Santa will still be able to deliver gifts to children this year, B.C.’s top doctor said Thursday.
Dr. Bonnie Henry, the chief provincial health officer, says Santa Claus is “probably” immune to COVID-19, but Christmas will still look a little different this year.
She says health officials are trying to determine how they can facilitate Santa’s visits because he’s going to be washing his hands a lot and probably won’t be eating cookies and milk in every house, but they will find ways of making it work.
Henry says there won’t be a vaccine by Christmas to save the day, but people can do a number of small things to celebrate in a safe way, especially to protect elders.
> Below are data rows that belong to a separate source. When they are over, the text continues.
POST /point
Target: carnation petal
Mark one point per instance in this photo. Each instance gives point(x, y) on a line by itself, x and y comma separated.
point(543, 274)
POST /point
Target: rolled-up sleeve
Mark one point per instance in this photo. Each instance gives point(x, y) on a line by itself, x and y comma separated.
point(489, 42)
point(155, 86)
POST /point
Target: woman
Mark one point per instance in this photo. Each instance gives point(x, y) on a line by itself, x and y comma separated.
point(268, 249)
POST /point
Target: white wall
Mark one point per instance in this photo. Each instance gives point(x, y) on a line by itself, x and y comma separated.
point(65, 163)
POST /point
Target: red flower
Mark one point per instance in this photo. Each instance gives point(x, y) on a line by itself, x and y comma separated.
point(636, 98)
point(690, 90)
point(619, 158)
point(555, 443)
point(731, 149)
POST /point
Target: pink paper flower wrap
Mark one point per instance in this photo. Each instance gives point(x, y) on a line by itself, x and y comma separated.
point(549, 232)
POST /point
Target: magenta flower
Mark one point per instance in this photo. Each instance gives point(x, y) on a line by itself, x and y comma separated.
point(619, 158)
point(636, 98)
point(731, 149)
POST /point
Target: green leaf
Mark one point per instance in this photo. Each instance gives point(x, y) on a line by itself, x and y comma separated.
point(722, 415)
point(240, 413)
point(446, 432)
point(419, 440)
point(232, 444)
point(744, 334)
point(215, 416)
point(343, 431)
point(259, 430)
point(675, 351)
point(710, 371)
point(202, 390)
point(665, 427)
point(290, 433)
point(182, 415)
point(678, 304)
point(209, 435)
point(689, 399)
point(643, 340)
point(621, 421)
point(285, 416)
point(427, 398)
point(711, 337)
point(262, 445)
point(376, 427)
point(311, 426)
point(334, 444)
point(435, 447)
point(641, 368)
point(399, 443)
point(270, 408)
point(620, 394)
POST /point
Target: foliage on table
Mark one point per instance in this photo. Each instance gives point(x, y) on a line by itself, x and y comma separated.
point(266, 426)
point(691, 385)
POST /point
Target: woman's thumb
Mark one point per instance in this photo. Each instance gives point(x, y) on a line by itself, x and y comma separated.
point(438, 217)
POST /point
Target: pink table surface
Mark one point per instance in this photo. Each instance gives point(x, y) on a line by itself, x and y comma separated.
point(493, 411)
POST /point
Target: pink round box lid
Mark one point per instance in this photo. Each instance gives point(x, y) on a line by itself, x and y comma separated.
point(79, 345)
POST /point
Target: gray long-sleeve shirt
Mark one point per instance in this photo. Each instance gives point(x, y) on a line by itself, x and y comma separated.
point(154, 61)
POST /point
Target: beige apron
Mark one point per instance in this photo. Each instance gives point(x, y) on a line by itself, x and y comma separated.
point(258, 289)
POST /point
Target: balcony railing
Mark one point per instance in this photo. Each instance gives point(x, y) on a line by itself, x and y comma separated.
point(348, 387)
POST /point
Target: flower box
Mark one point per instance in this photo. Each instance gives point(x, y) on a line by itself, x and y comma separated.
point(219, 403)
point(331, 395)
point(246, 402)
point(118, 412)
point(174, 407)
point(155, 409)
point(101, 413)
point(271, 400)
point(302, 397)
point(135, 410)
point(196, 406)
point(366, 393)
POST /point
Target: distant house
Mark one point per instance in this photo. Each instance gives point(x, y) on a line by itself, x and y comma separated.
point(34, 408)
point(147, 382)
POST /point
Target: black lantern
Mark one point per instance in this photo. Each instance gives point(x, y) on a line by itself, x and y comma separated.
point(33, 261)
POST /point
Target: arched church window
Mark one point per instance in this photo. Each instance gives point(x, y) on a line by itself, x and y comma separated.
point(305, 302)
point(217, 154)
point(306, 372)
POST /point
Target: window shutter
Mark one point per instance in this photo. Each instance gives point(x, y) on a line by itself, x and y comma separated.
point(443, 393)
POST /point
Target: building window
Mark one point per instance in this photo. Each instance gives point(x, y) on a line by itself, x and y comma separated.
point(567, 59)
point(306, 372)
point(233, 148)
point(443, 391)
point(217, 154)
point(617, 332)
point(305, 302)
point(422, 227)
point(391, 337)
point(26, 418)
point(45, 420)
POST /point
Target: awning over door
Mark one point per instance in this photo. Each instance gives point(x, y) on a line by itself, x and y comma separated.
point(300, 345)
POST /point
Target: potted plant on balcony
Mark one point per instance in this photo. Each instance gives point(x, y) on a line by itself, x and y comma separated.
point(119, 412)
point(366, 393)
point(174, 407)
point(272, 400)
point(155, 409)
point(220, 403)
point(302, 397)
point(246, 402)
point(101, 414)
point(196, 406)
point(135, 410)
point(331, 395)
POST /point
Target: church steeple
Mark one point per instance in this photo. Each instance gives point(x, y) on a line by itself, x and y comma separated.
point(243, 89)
She says the virus spreads more easily in cooler weather, particularly when people are inside, which is why it’s so important for people to reduce their contacts and step up their safety measures.
The news about Santa Claus came as B.C. surpassed 20,000 cases of COVID-19 since the start of the pandemic.
Over in Europe, Italy’s prime minister also reassured children that Santa will be coming this year amid the pandemic.
Giuseppe Conte was responding to a letter by five-year-old Tommaso who had pleaded with him not to put “Babbo Natale,” (Santa) in lockdown.
“Father Christmas assured me that he already has an international travel certificate: he can travel everywhere and distribute gifts to all the world’s children,” Conte wrote.
“He confirmed to me that he always uses a mask and maintains a correct distance to protect himself and everyone he meets,” Conte added.
Conte suggested to the young boy put out a bottle of hand-sanitizing gel under the tree, along with warm milk and biscuits.
“I’m letting you know that it won’t be necessary to tell Father Christmas that you were good in your letter, because I already told him,” Conte wrote.
“I also found out that you wanted to ask Father Christmas to chase away the coronavirus. Don’t forget to ask for another present.”
Italy was the first European country hit hard by COVID-19 earlier and like B.C., has seen a surge in cases. According to Johns Hopkins University and Medicine, the country has recorded more than 1.1 million cases of COVID-19 and more than 44,000 COVID-19 deaths.